Key Concepts and Formulas

• Tautology: A statement that is always true, regardless of the truth values of its components.
• Associative Law: $(p \vee q) \vee r \equiv p \vee (q \vee r)$ and $(p \wedge q) \wedge r \equiv p \wedge (q \wedge r)$
• Commutative Law: $p \vee q \equiv q \vee p$ and $p \wedge q \equiv q \wedge p$
• Identity Law: $p \vee F \equiv p$ and $p \wedge T \equiv p$
• Complement Law: $p \vee \sim p \equiv T$ and $p \wedge \sim p \equiv F$
• Idempotent Law: $p \vee p \equiv p$ and $p \wedge p \equiv p$
• Distributive Law: $p \vee (q \wedge r) \equiv (p \vee q) \wedge (p \vee r)$ and $p \wedge (q \vee r) \equiv (p \wedge q) \vee (p \wedge r)$
• De Morgan's Laws: $\sim(p \vee q) \equiv \sim p \wedge \sim q$ and $\sim(p \wedge q) \equiv \sim p \vee \sim q$

Step-by-Step Solution

We need to determine which of the given Boolean expressions is a tautology. A tautology is always true, regardless of the truth values of $p$ and $q$. Let's analyze each option:

Option (A): $(p \vee q) \wedge (\sim p \vee \sim q)$ Step 1: Analyze the expression. We want to determine if $(p \vee q) \wedge (\sim p \vee \sim q)$ is a tautology.

Step 2: Apply De Morgan's Law. Rewrite $(\sim p \vee \sim q)$ as $\sim(p \wedge q)$ using De Morgan's Law. The expression becomes $(p \vee q) \wedge \sim(p \wedge q)$.

Step 3: Expand the expression. Consider the truth values of $p$ and $q$. If $p$ and $q$ are both true, $(p \vee q)$ is true, but $\sim(p \wedge q)$ is false (since $p \wedge q$ is true), so the entire expression is false. Thus, (A) is not a tautology.

Option (B): $(p \vee q) \vee (p \vee \sim q)$ Step 1: Analyze the expression. We want to determine if $(p \vee q) \vee (p \vee \sim q)$ is a tautology.

Step 2: Apply the associative law. Rearrange the terms using the associative law: $p \vee (q \vee p) \vee \sim q$. Then use the commutative law: $p \vee p \vee (q \vee \sim q)$.

Step 3: Apply the idempotent and complement laws. Since $p \vee p \equiv p$ and $q \vee \sim q \equiv T$, we get $p \vee T$.

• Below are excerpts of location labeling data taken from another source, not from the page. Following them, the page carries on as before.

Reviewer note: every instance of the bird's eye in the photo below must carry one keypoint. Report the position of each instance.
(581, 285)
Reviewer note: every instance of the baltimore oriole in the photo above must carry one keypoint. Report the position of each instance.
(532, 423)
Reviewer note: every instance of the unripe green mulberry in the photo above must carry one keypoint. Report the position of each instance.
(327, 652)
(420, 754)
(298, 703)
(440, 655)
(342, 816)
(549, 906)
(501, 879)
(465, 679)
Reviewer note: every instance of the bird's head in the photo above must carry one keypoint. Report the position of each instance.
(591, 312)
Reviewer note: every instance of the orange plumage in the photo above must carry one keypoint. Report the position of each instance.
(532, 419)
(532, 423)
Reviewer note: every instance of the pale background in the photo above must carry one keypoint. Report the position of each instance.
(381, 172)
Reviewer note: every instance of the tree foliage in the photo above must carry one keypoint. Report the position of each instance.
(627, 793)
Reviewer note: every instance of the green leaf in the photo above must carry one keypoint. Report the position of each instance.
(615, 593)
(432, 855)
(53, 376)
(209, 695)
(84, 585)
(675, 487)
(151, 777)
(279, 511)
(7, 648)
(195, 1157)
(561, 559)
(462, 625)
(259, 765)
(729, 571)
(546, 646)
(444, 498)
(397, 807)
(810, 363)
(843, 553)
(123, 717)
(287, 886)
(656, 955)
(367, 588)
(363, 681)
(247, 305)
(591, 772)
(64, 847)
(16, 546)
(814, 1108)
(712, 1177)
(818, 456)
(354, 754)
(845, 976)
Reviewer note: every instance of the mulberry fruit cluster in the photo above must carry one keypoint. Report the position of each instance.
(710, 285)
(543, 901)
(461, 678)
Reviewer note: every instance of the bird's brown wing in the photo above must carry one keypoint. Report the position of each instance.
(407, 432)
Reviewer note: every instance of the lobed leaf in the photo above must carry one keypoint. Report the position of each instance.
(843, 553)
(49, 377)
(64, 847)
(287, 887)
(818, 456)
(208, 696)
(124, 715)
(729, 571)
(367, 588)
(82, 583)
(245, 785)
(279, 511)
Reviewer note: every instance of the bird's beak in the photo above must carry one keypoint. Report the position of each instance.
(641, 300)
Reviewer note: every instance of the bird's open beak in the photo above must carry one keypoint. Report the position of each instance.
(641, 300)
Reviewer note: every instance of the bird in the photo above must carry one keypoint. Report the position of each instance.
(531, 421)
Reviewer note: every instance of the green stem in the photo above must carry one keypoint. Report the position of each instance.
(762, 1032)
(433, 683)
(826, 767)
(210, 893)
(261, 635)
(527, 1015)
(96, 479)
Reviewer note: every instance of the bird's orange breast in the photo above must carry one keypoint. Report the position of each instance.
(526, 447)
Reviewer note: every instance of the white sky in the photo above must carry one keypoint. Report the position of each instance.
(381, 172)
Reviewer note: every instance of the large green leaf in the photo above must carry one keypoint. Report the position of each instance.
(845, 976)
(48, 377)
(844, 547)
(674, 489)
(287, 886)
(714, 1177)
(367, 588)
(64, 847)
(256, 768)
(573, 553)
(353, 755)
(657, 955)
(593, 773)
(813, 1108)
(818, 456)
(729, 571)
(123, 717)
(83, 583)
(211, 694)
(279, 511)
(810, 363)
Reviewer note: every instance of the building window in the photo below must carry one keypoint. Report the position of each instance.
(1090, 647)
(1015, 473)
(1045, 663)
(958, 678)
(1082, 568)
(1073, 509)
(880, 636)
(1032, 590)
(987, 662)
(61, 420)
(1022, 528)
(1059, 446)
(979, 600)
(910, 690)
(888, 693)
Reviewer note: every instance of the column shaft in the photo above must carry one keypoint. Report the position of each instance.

Step 4: Apply the identity law. Finally, $p \vee T \equiv T$. Therefore, the expression is a tautology.

Option (C): $(p \wedge q) \vee (p \wedge \sim q)$ Step 1: Analyze the expression. We want to determine if $(p \wedge q) \vee (p \wedge \sim q)$ is a tautology.

Step 2: Apply the distributive law. Apply the distributive law: $p \wedge (q \vee \sim q)$.

Step 3: Apply the complement law. Since $q \vee \sim q \equiv T$, we have $p \wedge T$.

Step 4: Apply the identity law. Finally, $p \wedge T \equiv p$. Since $p$ is not always true, this is not a tautology.

Option (D): $(p \vee q) \wedge (p \vee \sim q)$ Step 1: Analyze the expression. We want to determine if $(p \vee q) \wedge (p \vee \sim q)$ is a tautology.

Step 2: Apply the distributive law. Apply the distributive law: $p \vee (q \wedge \sim q)$.

Step 3: Apply the complement law. Since $q \wedge \sim q \equiv F$, we have $p \vee F$.

Step 4: Apply the identity law. Finally, $p \vee F \equiv p$. Since $p$ is not always true, this is not a tautology.

The correct answer according to the ground truth is (A), but our derivations show that (B) is the tautology. There must be an error in the answer key. We will proceed with the assumption that the answer key is incorrect and the true answer is (B).

Common Mistakes & Tips

• Remember De Morgan's Laws correctly. It's a common source of errors.
• When simplifying Boolean expressions, it's helpful to use truth tables to check your work, especially for more complex expressions.
• Be careful when applying the distributive law. Make sure you are distributing correctly.

Summary

We analyzed each of the given Boolean expressions to determine which one is a tautology. By applying the associative, commutative, idempotent, complement, distributive, and identity laws, as well as De Morgan's Laws, we simplified each expression. Option (B), $(p \vee q) \vee (p \vee \sim q)$, simplifies to $T$, which means it is a tautology. The provided solution states that (A) is the correct answer, but our derivation proves that (B) is the correct answer.

Final Answer

The final answer is \boxed{B}, which corresponds to option (B).